Panama City and its Canal
Panama City, a capital with more than 1,5 million inhabitants. Panama is the name of a city, a province, and also a country. Located on the Pacific Coast, the city is the economic and financial centre of the country, mainly because of the Panama Canal that links the Pacific Ocean to the Atlantic Ocean.
The capital is an impressive mix of modern skyscrapers, a historic district with a nice colonial architecture, and numerous suburbs.
Panama - Casco Viejo
Casco Viejo is the historic district of the city. It was built and settled in 1671 after the destruction of Panama Viejo. In 2003, it was designated as a UNESCO World Heritage site. The architecture of Casco Viejo is as diverse as its population; architecture style from the Caribbean, art deco, French, and colonial.
Panama - Cerro Ancón
A 200-metre-high hill, located near the historic district, offering some magnificent views on the city and the Panama Canal.
Panama - Panama Viejo
Panama Viejo is the name of the architectural ruins of the first Spanish city on the Pacific coast of the Americas.
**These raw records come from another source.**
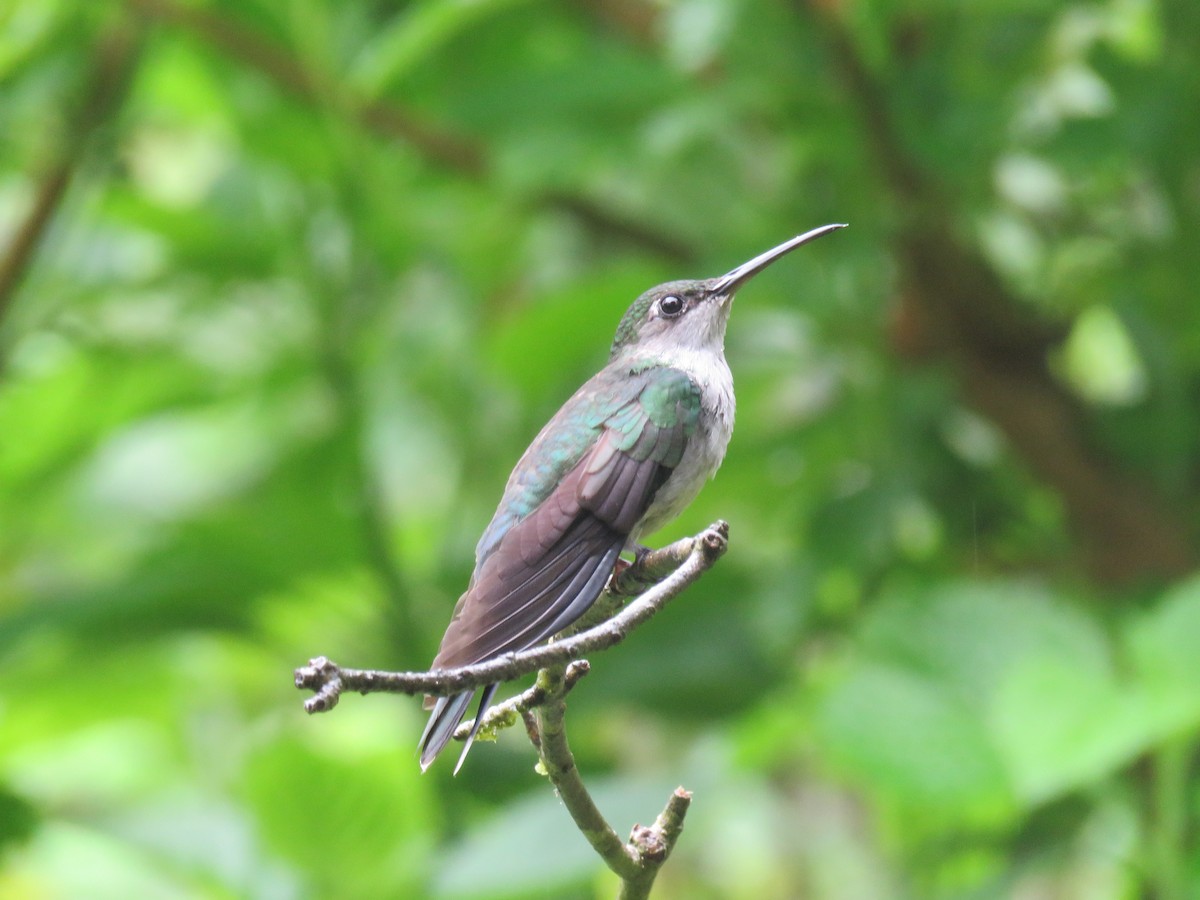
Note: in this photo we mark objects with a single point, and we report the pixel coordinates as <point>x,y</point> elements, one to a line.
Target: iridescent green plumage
<point>622,457</point>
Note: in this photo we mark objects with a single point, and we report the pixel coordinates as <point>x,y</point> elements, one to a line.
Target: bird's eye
<point>671,306</point>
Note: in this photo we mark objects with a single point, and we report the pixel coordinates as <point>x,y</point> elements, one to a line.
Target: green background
<point>286,289</point>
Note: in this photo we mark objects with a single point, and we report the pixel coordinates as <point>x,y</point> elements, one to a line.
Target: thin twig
<point>329,679</point>
<point>508,713</point>
<point>558,763</point>
<point>637,861</point>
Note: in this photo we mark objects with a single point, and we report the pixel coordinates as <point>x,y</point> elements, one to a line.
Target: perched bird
<point>623,457</point>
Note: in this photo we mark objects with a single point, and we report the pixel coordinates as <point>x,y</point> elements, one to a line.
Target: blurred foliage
<point>318,273</point>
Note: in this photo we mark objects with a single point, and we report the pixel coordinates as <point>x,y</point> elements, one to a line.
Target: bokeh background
<point>287,287</point>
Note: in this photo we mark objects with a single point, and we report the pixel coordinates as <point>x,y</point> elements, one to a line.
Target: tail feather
<point>444,719</point>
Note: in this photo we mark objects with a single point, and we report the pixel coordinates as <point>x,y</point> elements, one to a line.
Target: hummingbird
<point>621,459</point>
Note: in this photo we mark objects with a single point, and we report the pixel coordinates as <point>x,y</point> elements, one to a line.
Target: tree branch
<point>955,306</point>
<point>637,861</point>
<point>329,679</point>
<point>102,94</point>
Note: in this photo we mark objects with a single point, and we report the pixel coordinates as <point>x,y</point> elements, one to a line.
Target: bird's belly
<point>700,461</point>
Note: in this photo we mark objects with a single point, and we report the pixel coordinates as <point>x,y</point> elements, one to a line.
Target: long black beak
<point>739,276</point>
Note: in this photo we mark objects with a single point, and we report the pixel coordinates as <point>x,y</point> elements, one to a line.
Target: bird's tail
<point>448,712</point>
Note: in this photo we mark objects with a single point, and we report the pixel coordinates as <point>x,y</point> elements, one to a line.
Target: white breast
<point>706,448</point>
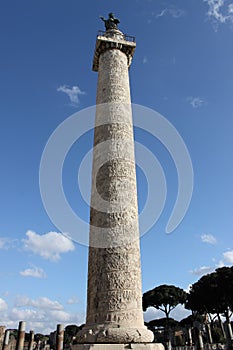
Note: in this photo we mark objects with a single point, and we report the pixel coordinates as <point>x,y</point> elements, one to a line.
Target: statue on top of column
<point>111,22</point>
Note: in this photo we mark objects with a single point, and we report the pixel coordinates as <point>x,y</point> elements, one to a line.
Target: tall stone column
<point>21,335</point>
<point>31,340</point>
<point>60,337</point>
<point>6,340</point>
<point>114,297</point>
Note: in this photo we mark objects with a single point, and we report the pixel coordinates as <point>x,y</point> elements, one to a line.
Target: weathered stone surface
<point>114,298</point>
<point>141,346</point>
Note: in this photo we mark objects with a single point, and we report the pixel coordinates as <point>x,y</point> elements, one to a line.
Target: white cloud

It was funded on August 15, 1519, and later destroyed by pirate Henry Morgan in 1671. Following its destruction, the city was rebuilt where Casco Viejo is now located.
The site has a lot of history, but there are few buildings from the ancient city. The views on the city centre are far more interesting than the ruins of Old Panama.
Panama Canal - Miraflores Locks
The Panama Canal, spanning 77 km, links the Pacific Ocean with the Atlantic Ocean. This passage, between the two Americas, allows ships to avoid a detour via Cape Horn (south of Argentine and Chile). A ship going from New York to San Francisco using the canal travel about 9,500 kilometres. The route around South America would be a 22,500-kilometre trip. A substantial saving of time and money.
The first attempt at building the canal dates from 1880, under the control of the French. Yellow fever, devastating floods of the Chagres River, and the financial problems of the company in charge of the project, lead to its failure. In 1901, the company was sold to the United States.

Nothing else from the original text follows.